À cela viennent s’ajouter des preuves concluantes d’une incidence positive de l’égalité hommes-femmes sur la croissance – a fortiori dans l’emploi et l’éducation. Le PIB ne constitue pas une mesure adéquate de progrès économique, d’égalité ou de viabilité.

Cependant, même sur la base de cet indice, le resserrement de l’écart salarial entre hommes et femmes présente des avantages au plan de la croissance.

Ainsi, dans le secteur de la fleur coupée au Kenya, qui fut la cible de campagnes de la société civile il a une dizaine d’années, les effectifs les plus qualifiés des unités de conditionnement, dont 75% sont des femmes, ont vu une nette amélioration de leurs conditions.

Parmi ces acquis, citons des améliorations au plan de la santé et de la sécurité, une diminution des cas de harcèlement sexuel et des contrats d’emploi plus sûrs.

Parmi les facteurs contributeurs figurent notamment une gestion plus professionnelle des ressources humaines, la création de comités en charge de l’égalité hommes-femmes, une meilleure législation et une certification de durabilité.

Si la rémunération reste nettement en-deçà du salaire vital, Oxfam a calculé dans son étude sur l’ Empreinte Pauvreté (Poverty Footprint) réalisée avec le concours d’IPL/Asda qu’il serait possible de multiplier les salaries par deux en ajoutant seulement cinq pence (0,08 USD) à un bouquet vendu au prix de 4 livres sterling (6,5 USD) et en affectant expressément ce montant aux salaires.

C’est tout à fait réalisable pourvu qu’il y ait une volonté commune.

Il semble y avoir un consensus grandissant quant à l’importance de la création d’emplois de qualité pour une croissance économique génératrice de dividendes sociaux.

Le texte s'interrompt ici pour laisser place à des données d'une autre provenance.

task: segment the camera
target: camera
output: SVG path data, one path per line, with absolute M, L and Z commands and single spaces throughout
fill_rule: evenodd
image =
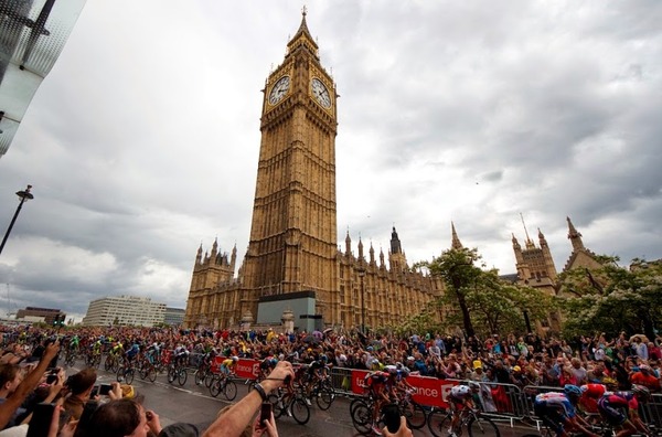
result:
M 382 408 L 382 417 L 384 418 L 384 425 L 386 425 L 388 433 L 397 433 L 401 425 L 401 414 L 397 405 L 384 405 L 384 407 Z
M 53 384 L 55 381 L 57 381 L 58 373 L 60 373 L 60 367 L 51 369 L 49 371 L 49 374 L 46 375 L 46 384 Z

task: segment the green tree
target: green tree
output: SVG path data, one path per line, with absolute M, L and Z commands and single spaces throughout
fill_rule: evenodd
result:
M 476 335 L 467 303 L 467 294 L 477 286 L 482 274 L 480 267 L 474 265 L 480 259 L 476 248 L 462 247 L 445 251 L 431 262 L 423 262 L 417 265 L 417 267 L 427 268 L 431 276 L 440 277 L 444 280 L 445 292 L 437 306 L 442 309 L 448 303 L 456 303 L 460 310 L 461 326 L 467 335 Z
M 524 312 L 543 319 L 555 309 L 551 296 L 502 280 L 496 269 L 481 269 L 484 265 L 476 248 L 451 248 L 419 266 L 444 280 L 445 292 L 434 305 L 444 313 L 445 327 L 463 327 L 467 335 L 524 332 Z
M 662 264 L 633 259 L 629 268 L 599 257 L 599 269 L 576 268 L 559 275 L 566 335 L 606 332 L 656 334 L 662 323 Z

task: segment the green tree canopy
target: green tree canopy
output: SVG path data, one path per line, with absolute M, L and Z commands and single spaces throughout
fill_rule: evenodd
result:
M 419 266 L 444 280 L 444 296 L 434 305 L 445 328 L 462 327 L 467 335 L 525 332 L 525 312 L 540 320 L 555 309 L 553 297 L 483 270 L 476 248 L 451 248 Z
M 629 268 L 615 257 L 599 257 L 602 267 L 575 268 L 559 275 L 566 337 L 621 331 L 650 339 L 662 323 L 662 263 L 633 259 Z

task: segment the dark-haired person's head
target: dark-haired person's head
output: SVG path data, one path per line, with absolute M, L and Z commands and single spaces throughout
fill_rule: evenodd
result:
M 147 437 L 145 409 L 135 399 L 117 399 L 98 407 L 87 425 L 93 434 L 85 437 Z
M 7 397 L 12 394 L 23 381 L 21 367 L 18 364 L 0 364 L 0 393 Z
M 88 395 L 89 393 L 86 392 L 92 391 L 94 383 L 96 383 L 96 377 L 97 374 L 94 369 L 83 369 L 81 372 L 70 376 L 66 381 L 66 385 L 73 395 L 81 395 L 84 393 Z

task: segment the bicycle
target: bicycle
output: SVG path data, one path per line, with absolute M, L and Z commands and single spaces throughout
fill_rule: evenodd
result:
M 373 411 L 375 401 L 372 393 L 364 397 L 356 397 L 350 403 L 350 417 L 352 425 L 361 434 L 372 433 Z
M 217 397 L 221 393 L 227 401 L 234 401 L 237 397 L 237 384 L 228 375 L 218 373 L 212 379 L 210 394 Z
M 310 397 L 316 399 L 318 407 L 322 411 L 331 407 L 335 399 L 335 391 L 331 386 L 330 376 L 324 376 L 314 384 L 310 391 Z
M 157 381 L 157 369 L 147 356 L 140 362 L 138 375 L 140 375 L 141 380 L 149 380 L 150 382 Z
M 175 380 L 180 386 L 186 383 L 186 379 L 189 374 L 186 373 L 186 367 L 181 364 L 170 364 L 168 367 L 168 382 L 172 384 Z
M 306 397 L 299 391 L 289 393 L 282 388 L 278 394 L 270 394 L 269 402 L 274 407 L 274 417 L 279 418 L 284 414 L 293 417 L 299 425 L 306 425 L 310 420 L 310 407 Z
M 73 367 L 76 364 L 76 351 L 68 349 L 64 355 L 64 365 Z
M 435 437 L 446 437 L 447 430 L 452 422 L 452 412 L 442 409 L 433 409 L 428 415 L 428 428 Z M 457 437 L 462 435 L 462 429 L 467 428 L 469 437 L 473 436 L 493 436 L 500 437 L 501 433 L 492 419 L 480 415 L 478 409 L 465 408 L 460 412 L 460 422 L 456 426 Z
M 125 360 L 125 362 L 117 369 L 117 382 L 124 382 L 130 385 L 134 382 L 135 375 L 136 370 L 134 369 L 134 363 L 131 363 L 129 360 Z
M 195 385 L 201 385 L 203 382 L 206 384 L 207 375 L 212 373 L 211 365 L 202 362 L 197 369 L 195 369 Z M 210 382 L 211 384 L 211 382 Z M 209 388 L 209 385 L 207 385 Z
M 397 402 L 397 408 L 407 419 L 407 426 L 412 429 L 420 429 L 427 423 L 427 413 L 423 405 L 412 398 L 410 393 L 405 393 Z

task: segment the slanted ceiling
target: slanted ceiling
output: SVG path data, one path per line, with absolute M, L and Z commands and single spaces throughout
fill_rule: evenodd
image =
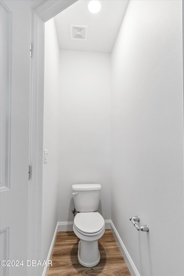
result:
M 60 49 L 111 53 L 129 1 L 103 0 L 97 14 L 89 12 L 86 0 L 74 3 L 54 18 Z M 71 39 L 70 25 L 87 26 L 87 39 Z

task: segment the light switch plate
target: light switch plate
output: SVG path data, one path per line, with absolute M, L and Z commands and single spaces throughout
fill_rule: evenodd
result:
M 48 150 L 44 150 L 44 162 L 46 163 L 47 162 L 47 157 L 48 152 Z

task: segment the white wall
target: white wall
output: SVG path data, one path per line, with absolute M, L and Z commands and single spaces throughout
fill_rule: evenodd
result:
M 43 165 L 42 256 L 47 259 L 57 222 L 59 182 L 60 49 L 54 18 L 45 24 L 43 149 L 48 162 Z
M 61 51 L 58 221 L 71 221 L 73 184 L 99 183 L 110 216 L 110 56 Z
M 112 53 L 112 219 L 141 276 L 184 273 L 181 4 L 130 0 Z

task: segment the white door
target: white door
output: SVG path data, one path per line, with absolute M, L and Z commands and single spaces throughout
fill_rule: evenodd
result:
M 25 276 L 29 185 L 30 1 L 1 0 L 0 4 L 0 256 L 1 261 L 15 262 L 7 263 L 8 266 L 0 265 L 1 275 Z

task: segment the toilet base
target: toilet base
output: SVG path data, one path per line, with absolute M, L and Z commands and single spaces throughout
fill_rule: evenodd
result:
M 100 260 L 98 241 L 86 241 L 80 240 L 78 248 L 78 260 L 81 264 L 91 267 L 98 264 Z

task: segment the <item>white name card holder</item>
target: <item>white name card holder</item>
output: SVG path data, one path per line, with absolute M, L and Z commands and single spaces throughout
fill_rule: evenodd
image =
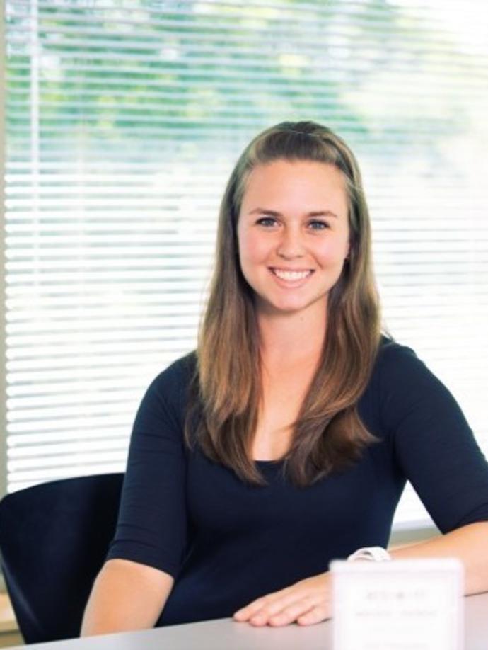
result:
M 334 650 L 462 650 L 458 560 L 337 560 L 330 570 Z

C’est ce qu’a souligné Owen Tudor de la centrale syndicale britannique Trades Union Congress.

Nous avons besoin d’une volonté commune pour faire face au creusement des disparités économiques et aux profondes inégalités entre hommes et femmes.

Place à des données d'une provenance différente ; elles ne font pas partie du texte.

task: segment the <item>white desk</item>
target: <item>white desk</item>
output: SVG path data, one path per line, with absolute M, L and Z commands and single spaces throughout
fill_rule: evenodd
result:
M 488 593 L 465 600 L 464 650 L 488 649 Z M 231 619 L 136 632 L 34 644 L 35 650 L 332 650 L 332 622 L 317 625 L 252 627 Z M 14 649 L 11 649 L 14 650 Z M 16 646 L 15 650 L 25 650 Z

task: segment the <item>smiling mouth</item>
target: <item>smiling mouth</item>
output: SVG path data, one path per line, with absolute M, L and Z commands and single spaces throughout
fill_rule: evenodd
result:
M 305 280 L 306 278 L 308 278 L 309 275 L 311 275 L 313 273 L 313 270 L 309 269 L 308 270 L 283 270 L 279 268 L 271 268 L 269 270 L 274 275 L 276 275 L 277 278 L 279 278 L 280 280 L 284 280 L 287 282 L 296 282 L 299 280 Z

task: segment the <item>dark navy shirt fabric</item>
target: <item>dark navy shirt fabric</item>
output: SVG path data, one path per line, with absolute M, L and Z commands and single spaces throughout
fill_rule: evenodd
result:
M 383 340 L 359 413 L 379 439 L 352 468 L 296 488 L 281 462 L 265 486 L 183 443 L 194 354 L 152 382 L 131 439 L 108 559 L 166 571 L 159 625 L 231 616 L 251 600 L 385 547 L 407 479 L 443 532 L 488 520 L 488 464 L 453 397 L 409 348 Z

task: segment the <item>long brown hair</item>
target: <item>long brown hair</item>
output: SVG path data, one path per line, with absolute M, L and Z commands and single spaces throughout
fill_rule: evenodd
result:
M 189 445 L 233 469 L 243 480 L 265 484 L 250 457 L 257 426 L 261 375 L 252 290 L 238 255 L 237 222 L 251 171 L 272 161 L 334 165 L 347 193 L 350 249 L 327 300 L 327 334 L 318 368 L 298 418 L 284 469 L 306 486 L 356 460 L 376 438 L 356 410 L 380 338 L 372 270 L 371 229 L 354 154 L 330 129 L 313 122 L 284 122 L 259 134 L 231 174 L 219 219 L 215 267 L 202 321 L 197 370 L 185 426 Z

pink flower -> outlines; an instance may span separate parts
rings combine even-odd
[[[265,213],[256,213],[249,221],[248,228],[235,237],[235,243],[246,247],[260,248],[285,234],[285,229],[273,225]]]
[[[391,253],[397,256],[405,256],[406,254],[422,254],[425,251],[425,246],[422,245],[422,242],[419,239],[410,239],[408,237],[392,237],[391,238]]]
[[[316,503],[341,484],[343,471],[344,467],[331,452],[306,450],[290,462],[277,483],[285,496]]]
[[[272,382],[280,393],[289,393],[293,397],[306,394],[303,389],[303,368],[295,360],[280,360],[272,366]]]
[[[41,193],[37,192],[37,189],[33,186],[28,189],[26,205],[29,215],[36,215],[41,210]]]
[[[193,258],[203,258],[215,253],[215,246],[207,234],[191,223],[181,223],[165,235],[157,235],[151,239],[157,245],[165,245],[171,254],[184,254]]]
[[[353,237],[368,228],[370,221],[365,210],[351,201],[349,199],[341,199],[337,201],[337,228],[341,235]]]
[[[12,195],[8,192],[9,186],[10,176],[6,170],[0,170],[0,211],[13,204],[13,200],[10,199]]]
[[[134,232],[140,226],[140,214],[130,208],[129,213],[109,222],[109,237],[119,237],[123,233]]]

Il est grand temps de s’engager sur une voie ascendante en matière d’emploi et de rémunération, pour réduire les écarts en matière de gouvernance, résister contre la répression antisyndicale et le lobbying des milieux d’affaires et promouvoir des modèles d’entreprise générateurs d’un plus grand bien social, sur un horizon plus long.

Ce sont là quelques-uns des objectifs ambitieux que nous espérons, et nous en sommes confiants, que notre campagne À égalité nous aidera à atteindre, non sans le soutien de tous ceux et de toutes celles qui partagent notre vision d’un monde plus juste et plus équitable.